We all have little (and big) thing that irritate us. Some of mine:
Hangers that don’t function. It never fails. Whenever I start looking at clothes in a store, they slip off the hangers. Everyone in the fashion industry seems to hang their stock on the same thin, cheesy, narrow hangers. You’d think a store that’s selling expensive clothes wouldn’t want them falling on the floor all day long.
Food in salad bars that looks like it’s been sitting there for days. There’s a “gourmet” food store in Manhattan with a salad bar so distasteful looking that the health department should condemn it.
Executives who hire officious assistants or train their assistants to be officious. You can always tell how nice a boss is going to be by how his assistant treats you.
People who are constantly checking their Blackberry while you’re talking to them.
People who don’t mute their cell phones in restaurants.
People who talk loudly on their cell phones in public, especially on buses.
People who never ever ask you anything about yourself but babble on and on about themselves.
People who don’t have a nice word to say about anything.
Buying lipstick. Why hasn’t anyone invented a clever way to see how a shade will look on your lips without having to use the demo colors.
People who listen to their iPod or text on the crowded streets of Manhattan and endanger their own life, and the lives of others, because they can’t hear or see what’s going on around them.
I am loving the new trend in clothes: bigger is better. Sweaters, coats, and dresses are slouchier and oversized, but not sloppy. Cuts are asymmetrical; shirt backs are longer than fronts so our tushes are covered when we wear leggings; fabrics are drapier, softer and sexier.
Fashion mavens claim it’s better to wear more fitted clothes when you’ve got a little heft (like I do in my hips), and although the latest designs are definitely not fitted, they’re still flattering. Hip and fresh, too.
When I was 42 and weighed 127 pounds, I loved sliding into pencil thin slacks, fitted blazers and tight-ish tops. I’ll never see 127 again–and 42 is ancient history–but I’ve outgrown that look anyway (figuratively as well as literally.)
There’s something liberating about clothes that don’t force us to suck in our tummies and scrunch in our waists. I want to be fit and healthy, but I don’t need to be a size 8 anymore. It was fun while it lasted, but it was destined not to last forever.
I’ll never forget seeing my 61-old-friend in her bra and undies when I was a svelte 41. Although Mary was a size 2, her tummy was slack and hung a bit over her bikinis. Is that what happens in your sixties, I thought.
It sure is. Unless you’re Jane Fonda, I guess.
Once upon a time, Diana Vreeland's fashion, beauty, travel, art and entertaining recommendations were the only ones that counted to American women who wanted to be "in style."
Responses started pouring in when we asked FOF members to add their favorite nail salons to the site. We sure love our manicurists, hair stylists and trainers, and all the other talented people we call on to make us feel and look good. And we enjoy sharing our fab faves with our FOF friends. We trust each other’s recommendations.

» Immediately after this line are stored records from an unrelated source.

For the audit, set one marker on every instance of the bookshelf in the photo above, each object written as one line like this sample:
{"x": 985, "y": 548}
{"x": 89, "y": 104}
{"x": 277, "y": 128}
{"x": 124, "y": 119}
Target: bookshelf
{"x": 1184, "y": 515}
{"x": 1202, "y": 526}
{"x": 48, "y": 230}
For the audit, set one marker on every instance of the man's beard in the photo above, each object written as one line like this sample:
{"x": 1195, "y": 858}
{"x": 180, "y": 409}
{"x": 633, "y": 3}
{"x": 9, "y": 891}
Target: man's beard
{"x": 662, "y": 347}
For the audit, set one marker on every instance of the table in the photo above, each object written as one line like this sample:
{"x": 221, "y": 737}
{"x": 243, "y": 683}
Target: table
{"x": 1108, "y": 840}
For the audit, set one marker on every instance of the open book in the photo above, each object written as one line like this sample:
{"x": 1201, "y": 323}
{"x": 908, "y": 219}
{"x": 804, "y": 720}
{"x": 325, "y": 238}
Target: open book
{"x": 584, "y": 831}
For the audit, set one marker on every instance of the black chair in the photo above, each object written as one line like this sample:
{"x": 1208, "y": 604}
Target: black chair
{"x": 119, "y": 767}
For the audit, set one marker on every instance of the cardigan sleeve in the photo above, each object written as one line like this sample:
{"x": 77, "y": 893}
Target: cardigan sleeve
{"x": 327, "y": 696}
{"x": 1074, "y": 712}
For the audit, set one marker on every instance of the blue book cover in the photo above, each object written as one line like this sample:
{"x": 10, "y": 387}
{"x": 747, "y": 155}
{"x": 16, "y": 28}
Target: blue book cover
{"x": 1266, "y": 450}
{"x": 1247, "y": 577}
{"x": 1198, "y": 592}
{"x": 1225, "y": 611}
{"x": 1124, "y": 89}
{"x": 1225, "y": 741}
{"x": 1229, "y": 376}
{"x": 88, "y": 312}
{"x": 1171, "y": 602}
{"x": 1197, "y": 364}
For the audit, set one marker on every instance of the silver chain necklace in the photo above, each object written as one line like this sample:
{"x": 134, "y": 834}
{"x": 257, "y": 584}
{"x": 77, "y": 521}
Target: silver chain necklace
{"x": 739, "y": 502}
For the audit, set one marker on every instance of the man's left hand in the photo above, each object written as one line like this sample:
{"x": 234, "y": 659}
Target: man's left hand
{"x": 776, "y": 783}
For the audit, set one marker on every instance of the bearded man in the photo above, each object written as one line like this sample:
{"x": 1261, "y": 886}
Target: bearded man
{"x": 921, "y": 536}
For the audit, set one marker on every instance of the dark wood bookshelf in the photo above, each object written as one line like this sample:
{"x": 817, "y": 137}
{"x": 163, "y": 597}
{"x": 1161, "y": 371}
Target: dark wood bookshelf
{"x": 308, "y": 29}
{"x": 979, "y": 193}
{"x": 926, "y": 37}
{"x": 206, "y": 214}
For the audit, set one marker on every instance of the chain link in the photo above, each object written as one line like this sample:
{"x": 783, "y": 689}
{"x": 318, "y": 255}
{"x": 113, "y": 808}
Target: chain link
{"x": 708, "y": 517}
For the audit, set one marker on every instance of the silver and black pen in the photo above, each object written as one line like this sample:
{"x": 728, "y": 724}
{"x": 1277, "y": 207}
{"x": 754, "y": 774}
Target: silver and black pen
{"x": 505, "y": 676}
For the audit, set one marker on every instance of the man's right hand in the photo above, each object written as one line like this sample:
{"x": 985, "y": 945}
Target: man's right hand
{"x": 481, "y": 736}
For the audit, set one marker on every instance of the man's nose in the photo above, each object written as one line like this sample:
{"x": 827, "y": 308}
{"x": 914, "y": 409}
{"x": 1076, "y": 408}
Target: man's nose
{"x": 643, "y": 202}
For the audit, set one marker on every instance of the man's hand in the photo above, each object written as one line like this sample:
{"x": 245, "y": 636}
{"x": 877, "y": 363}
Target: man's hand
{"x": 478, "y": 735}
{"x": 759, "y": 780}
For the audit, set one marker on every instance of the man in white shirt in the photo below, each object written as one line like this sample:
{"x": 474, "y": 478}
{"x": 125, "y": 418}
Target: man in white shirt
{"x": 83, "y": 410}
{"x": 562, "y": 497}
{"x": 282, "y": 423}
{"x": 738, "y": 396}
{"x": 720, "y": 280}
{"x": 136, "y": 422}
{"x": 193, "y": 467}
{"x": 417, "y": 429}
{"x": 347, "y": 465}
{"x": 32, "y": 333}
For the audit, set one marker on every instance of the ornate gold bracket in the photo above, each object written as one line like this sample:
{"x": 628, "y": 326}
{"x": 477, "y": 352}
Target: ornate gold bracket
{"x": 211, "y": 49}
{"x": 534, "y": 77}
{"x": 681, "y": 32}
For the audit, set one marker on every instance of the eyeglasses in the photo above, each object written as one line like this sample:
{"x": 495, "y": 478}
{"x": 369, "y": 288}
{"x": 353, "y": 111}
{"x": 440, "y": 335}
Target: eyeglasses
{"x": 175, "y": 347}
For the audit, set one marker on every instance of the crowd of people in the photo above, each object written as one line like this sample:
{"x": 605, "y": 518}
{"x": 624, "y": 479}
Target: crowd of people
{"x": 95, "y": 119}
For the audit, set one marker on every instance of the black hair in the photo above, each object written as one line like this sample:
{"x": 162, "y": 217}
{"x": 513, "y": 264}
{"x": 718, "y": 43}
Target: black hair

I’ve been at business meetings where one high-powered woman will ask another where she bought her dress, had her hair colored or found the great necklace she was wearing. We have this marvelous ability to concentrate on the business at hand and on the other things that count to us (jewelry and clothes, for example).
The web is wonderful because it allows us to spread the word about almost anything. (Of course, this isn’t always good since many people also use it destructively.) Back in the day, we learned about the best of everything primarily through magazines and lifestyle pages of newspapers, where editors’ opinions were the only ones that had a platform.
I was one of these editors. Imagine, at the ripe old age of 25 I was telling readers which clothes were stylish, which home furnishings would make their homes sparkle and where to take vacations, just because I worked at a newspaper and a boss gave me an editor title. I surely lacked the qualifications to be anointed an arbiter of good taste, but arbiter I was nevertheless.
All FOF members are editors at faboverfifty.com. We call FOF the place where women of substance share their style. Pretty cool, eh?
It’s so much fun for me to meet new FOF women who are bursting with energy, talent and creativity. It’s contagious and it confirms that we are the most exciting women on the planet. Makeup artist, Jennifer Snowdon, visited the FOF offices today to demonstrate exactly how much makeup we need to wear and how to apply it. While we were all chatting away before the beauty lesson began, Jennifer told a good story:
“I recently finished working practically non-stop on a film project with a crew of twenty and thirty year olds. I slept three or four hours a night for 20 nights. We were going non stop all day long. One day I enthusiastically jumped out of the trailer with my makeup kit in hand and bumped into a young man from the crew. He couldn’t believe my spunk. ‘How old are you?’ he asked, confused how anyone older than 25 could be so lively.”
Like Jennifer, I am blessed with an enormous amount of energy, which belies my age (63). While young people around me complain about feeling tired because they stayed up too late or say they’re under the weather if they have the sniffles, I usually don’t give in to aches, pains and other maladies unless I literally can’t get out of bed.